Extended Data Fig. 6: Active learning speed across different sample sizes.
From: A-SOiD, an active-learning platform for expert-guided, data-efficient discovery of behavior

To estimate the total time it takes to run larger datasets with A-SOiD, we timed the time it takes for our active-learning regime (max iterations = 20, max number of samples per iteration = 200, initial ratio = 0.01) across a range of subsets (0.3 to 1.0) of the CalMS21 dataset (number of features = 100). We then fit a linear function to the measurements to estimate the performance speed with increasing sample sizes. a) Total time A-SOiD takes to complete 20 iterations, including feature extraction of the train set.
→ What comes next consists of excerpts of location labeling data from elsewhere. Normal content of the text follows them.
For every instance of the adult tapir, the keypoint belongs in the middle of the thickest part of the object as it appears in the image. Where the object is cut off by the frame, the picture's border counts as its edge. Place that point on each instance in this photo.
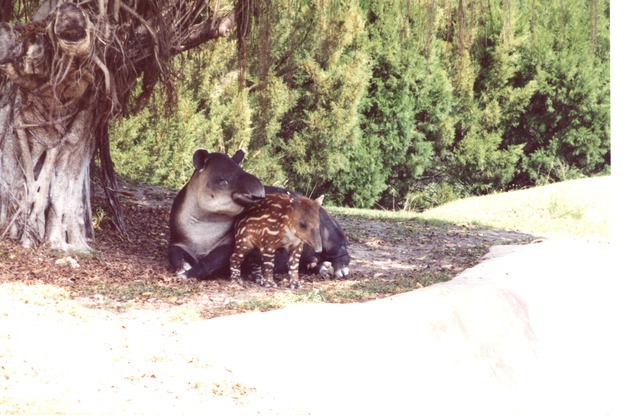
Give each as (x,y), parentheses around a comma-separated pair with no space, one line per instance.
(202,218)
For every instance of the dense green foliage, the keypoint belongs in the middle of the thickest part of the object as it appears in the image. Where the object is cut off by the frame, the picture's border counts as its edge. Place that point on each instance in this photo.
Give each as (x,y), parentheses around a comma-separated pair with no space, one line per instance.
(392,102)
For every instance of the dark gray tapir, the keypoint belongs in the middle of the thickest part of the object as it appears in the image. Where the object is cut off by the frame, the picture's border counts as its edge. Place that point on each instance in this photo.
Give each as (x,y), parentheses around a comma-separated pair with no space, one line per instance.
(202,218)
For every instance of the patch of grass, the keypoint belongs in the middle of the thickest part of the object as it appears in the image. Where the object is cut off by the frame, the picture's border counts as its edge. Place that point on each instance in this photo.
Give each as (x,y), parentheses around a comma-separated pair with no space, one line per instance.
(578,208)
(333,292)
(137,290)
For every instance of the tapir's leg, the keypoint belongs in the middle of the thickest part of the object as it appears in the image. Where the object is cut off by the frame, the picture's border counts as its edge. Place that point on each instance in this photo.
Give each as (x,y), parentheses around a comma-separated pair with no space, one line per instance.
(180,260)
(216,263)
(241,249)
(268,255)
(294,265)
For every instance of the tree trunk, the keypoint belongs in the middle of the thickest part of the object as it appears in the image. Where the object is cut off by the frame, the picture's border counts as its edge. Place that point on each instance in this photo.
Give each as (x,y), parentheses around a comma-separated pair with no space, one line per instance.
(47,141)
(63,77)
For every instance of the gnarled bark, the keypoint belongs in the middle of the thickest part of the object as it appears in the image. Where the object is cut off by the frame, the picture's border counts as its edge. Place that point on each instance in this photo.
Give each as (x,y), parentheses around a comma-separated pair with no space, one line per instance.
(63,77)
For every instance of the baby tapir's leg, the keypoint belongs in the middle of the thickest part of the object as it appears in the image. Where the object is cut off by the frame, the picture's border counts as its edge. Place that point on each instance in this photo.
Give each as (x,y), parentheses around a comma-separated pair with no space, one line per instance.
(268,255)
(241,249)
(294,266)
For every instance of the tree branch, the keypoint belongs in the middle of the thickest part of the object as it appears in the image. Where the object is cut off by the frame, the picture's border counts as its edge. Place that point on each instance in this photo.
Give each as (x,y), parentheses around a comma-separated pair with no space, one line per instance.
(202,32)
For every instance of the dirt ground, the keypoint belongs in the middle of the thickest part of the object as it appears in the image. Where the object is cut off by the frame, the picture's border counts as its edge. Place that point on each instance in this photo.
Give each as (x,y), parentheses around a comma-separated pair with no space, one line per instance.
(98,333)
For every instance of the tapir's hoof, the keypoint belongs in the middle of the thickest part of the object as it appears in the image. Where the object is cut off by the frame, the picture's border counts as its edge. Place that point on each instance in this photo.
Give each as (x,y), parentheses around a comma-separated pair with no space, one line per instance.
(236,284)
(326,269)
(342,272)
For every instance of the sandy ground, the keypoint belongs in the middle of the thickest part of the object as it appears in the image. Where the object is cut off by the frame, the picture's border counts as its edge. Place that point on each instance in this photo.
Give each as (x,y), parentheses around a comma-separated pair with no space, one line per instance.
(533,330)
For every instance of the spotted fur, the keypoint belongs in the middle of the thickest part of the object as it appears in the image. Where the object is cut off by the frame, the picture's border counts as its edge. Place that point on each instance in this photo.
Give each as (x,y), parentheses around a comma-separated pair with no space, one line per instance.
(278,221)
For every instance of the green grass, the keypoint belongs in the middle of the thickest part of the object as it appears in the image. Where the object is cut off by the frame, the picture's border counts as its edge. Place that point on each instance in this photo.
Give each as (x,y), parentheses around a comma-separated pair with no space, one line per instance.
(578,208)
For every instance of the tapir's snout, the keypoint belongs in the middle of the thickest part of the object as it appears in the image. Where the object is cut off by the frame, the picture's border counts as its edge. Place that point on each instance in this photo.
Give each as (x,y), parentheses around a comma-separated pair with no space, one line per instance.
(249,190)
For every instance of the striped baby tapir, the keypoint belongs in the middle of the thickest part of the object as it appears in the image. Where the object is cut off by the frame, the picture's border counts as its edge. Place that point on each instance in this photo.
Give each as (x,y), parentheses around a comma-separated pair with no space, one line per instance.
(278,221)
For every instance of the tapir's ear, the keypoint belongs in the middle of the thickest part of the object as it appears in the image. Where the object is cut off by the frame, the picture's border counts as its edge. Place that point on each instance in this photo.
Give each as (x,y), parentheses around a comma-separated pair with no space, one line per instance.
(199,159)
(238,156)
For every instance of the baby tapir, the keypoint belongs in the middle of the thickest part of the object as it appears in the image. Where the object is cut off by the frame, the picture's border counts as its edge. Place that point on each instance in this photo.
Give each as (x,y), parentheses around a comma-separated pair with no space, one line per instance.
(278,221)
(203,214)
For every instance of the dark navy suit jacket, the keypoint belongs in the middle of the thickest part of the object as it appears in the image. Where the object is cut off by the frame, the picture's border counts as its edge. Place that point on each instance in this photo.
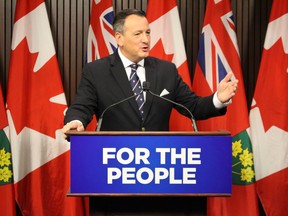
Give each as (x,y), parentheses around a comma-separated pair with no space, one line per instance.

Given the fit, every 1000 new samples increase the runtime by 3 seconds. The time it takes to run 1 Million samples is roughly 53 min. b) Isolated feature extraction speed for each subset. Given the fit, every 1000 samples increase the runtime by 2 seconds (1M samples about 28 min). Notably, we considerably optimized feature extraction by employing just-in-time compilation using the Python implementations of numba 0.52.0 (https://github.com/numba/numba). However, the feature extraction, which is run once in the beginning, is still the major bottleneck when it comes to speed. The vertical dotted line indicates the original size of the dataset. The vertical dotted line indicates the original size of the dataset. Each subset was repeated 3 times, and the speed was averaged across seeds. Error bars represent the standard deviation.